I have a book called Complete the Story and it has 150 interesting writing prompts. I recommend it to anyone who often faces writer’s block. I do one every Tuesday and Friday, although I kind of accidentally-on-purpose took a break last week. This is day 33, and prompt #51 in the book. Below, the red is the initial prompt and the rest is what has happened in previous parts.
When you’re the only family living on that side of the mountain, you learn how to keep calm, work hard, and go with the flow. One morning, Mom, up first as usual, walked into the living room and let out a startled, “Oh!” as a hot air balloon landed in their front yard. “Land” is a bit inaccurate, it was more like stumbled and tumbled across the grass. Soon, the whole family was awake, gaping at the strange, empty balloon. Seven-year-old Charlie happily climbed in, and to everyone’s surprise, the basket tipped upright on its own and he began to slowly float away. He landed in the middle of nowhere, and was determined to find people. So he marched down the hill, confident, and a little excited to start his first journey. He found a stone in the ground, removed it, and fell into a hole: through dirt, water, and finally, nothing. Then Charlie fell even more, only to land at the bottom of the hole. Luckily, he found a tunnel that led to a ladder, and soon he was back out. He sprinted back to his balloon, because it was floating away. He floated for a bit, and then the balloon landed. Charlie jumped to the ground and was delighted to see the little village just a ways away! He tied the balloon again to another T-pole that had sprouted while he was looking at the village, and then he set off.
“Hey! Hello!” Charlie screamed as he ran through the first few houses.

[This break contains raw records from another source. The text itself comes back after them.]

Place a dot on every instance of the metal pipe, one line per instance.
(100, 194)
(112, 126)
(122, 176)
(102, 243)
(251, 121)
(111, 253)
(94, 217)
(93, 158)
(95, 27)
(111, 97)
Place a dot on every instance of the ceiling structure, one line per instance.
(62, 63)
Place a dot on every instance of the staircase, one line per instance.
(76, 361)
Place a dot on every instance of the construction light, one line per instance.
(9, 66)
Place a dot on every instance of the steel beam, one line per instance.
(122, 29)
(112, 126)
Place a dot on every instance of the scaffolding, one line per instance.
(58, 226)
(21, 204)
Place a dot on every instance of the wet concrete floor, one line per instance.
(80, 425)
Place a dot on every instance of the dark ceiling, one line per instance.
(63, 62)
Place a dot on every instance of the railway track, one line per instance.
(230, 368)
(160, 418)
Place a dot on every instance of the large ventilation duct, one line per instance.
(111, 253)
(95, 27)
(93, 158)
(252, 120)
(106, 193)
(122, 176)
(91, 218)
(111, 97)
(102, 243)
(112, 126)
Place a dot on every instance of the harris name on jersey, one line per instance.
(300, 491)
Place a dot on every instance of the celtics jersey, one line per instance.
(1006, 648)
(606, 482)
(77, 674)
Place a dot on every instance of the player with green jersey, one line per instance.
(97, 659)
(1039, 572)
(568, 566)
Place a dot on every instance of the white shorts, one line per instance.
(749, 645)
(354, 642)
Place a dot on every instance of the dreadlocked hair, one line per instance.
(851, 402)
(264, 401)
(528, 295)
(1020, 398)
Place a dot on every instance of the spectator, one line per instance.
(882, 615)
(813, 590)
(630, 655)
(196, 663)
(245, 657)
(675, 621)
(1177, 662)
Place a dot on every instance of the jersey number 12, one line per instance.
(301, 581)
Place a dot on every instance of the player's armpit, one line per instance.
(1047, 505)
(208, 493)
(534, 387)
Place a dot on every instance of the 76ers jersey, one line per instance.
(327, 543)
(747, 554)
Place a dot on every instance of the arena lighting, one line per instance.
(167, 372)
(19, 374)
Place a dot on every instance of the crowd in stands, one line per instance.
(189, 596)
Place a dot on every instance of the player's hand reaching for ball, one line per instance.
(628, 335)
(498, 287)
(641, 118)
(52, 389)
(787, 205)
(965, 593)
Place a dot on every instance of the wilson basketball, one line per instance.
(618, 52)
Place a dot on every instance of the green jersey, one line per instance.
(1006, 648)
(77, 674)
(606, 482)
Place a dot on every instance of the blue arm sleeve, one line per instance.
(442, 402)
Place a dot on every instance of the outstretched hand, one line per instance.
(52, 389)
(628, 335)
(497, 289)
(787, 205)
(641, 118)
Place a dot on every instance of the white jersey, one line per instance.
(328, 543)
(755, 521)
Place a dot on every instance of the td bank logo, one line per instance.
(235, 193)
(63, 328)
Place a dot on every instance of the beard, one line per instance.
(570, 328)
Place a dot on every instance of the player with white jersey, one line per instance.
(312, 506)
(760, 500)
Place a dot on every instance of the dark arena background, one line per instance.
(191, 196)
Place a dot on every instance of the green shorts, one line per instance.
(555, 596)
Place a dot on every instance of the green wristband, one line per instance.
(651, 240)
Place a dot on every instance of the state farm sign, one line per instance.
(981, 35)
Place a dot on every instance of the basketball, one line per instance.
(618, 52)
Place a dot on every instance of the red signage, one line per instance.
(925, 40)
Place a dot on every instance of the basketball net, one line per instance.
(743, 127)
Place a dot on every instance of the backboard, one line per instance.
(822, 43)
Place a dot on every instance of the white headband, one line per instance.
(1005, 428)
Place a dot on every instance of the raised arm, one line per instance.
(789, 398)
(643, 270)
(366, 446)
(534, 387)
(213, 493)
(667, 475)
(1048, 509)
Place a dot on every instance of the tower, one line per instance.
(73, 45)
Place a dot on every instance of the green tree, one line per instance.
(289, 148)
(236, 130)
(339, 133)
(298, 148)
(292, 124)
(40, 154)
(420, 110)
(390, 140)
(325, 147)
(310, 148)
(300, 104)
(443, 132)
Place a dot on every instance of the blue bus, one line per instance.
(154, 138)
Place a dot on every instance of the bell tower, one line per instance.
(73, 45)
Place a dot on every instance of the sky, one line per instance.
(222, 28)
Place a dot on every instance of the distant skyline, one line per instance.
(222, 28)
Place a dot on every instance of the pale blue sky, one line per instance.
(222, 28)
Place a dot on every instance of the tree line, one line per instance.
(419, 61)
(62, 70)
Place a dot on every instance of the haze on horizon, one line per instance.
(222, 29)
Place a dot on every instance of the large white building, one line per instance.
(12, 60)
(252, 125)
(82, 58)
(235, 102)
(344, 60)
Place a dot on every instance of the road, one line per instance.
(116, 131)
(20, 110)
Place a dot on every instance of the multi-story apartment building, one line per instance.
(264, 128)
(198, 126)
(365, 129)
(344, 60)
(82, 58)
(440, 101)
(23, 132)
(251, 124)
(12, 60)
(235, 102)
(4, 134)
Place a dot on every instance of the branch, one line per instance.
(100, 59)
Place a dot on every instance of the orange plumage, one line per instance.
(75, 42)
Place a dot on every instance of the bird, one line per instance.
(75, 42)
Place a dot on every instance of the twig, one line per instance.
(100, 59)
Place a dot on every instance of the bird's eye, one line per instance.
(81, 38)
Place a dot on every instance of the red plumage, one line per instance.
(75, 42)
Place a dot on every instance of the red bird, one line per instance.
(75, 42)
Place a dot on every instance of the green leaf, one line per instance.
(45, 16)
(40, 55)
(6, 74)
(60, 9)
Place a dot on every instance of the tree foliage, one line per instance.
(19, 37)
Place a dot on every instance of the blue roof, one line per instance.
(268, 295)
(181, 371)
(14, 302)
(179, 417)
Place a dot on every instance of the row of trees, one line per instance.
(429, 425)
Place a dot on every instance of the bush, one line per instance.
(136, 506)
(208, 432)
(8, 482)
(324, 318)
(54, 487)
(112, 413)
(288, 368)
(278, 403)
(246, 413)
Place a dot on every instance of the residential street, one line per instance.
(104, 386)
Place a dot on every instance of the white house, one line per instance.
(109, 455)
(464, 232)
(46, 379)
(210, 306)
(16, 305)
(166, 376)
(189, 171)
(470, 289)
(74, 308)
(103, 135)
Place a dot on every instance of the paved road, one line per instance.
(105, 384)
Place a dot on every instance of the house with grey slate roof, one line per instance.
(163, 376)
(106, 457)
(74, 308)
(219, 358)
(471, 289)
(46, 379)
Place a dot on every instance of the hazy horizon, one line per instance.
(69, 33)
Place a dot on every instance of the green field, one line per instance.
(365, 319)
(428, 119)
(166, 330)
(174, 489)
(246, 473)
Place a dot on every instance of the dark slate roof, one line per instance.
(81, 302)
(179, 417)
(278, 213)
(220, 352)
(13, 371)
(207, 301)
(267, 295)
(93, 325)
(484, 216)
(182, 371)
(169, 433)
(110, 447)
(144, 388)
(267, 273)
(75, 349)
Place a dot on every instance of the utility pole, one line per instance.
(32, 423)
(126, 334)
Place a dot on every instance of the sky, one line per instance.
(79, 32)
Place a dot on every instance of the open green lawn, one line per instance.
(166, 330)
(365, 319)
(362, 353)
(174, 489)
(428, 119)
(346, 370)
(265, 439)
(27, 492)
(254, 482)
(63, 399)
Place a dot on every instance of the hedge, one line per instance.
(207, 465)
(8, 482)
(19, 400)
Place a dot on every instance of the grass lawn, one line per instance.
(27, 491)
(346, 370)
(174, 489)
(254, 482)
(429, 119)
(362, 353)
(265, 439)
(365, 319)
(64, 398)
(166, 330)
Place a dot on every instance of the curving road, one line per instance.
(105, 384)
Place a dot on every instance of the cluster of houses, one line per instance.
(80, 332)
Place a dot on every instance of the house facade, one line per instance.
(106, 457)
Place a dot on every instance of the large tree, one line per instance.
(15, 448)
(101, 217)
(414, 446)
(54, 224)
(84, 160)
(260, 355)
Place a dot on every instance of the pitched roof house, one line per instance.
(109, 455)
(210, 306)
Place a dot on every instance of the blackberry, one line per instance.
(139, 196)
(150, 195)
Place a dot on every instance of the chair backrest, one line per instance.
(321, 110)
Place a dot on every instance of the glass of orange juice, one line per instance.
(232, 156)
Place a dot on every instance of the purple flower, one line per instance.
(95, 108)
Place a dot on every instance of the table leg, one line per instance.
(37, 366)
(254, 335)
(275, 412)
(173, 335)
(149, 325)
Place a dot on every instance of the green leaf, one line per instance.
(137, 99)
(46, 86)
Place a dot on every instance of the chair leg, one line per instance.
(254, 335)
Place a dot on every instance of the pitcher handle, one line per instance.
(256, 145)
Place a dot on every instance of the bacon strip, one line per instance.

He spotted a man sweeping in front of a little shop and Charlie skidded to a stop in front of him, setting loose a cloud of dust.
“ARGH!” the man exclaimed, his raspy voice muffled by his thick moustache. “Now I’ve got to start all over again!”
“What are you doing…” Charlie asked, then added quickly (because the man didn’t look like he was in a very good mood), “…sir?”
The man harrumphed and said, “I’m dusting the street.”
Charlie cocked his head. “Dusting?” The man patted the tip of his broom carefully in front of Charlie’s feet, loosening a bit of dust.
“Yes–” Charlie nudged his toe into the thin mound of dust in front of him. “–ARGH! No, boy! You are ruining my job!”
“I’m sorry! What do you want me to do!” Charlie exclaimed defensively. Then he calmed down, not wanting to get into even more trouble, and said in his most formal tone, “Per-haps if you were to explain to me what your “job” is, I would understand it better and would understand how not to disturb you, sir?”
The man harrumphed again and said, “You know you don’t have to call me ‘sir.'”
“What is your name, then?”
“Mister,” he replied with his head high.
“Mister? Is your name?” Charlie asked, confused.
“You have a problem with that!?”
“No, no, no. Of course not. What were you saying?”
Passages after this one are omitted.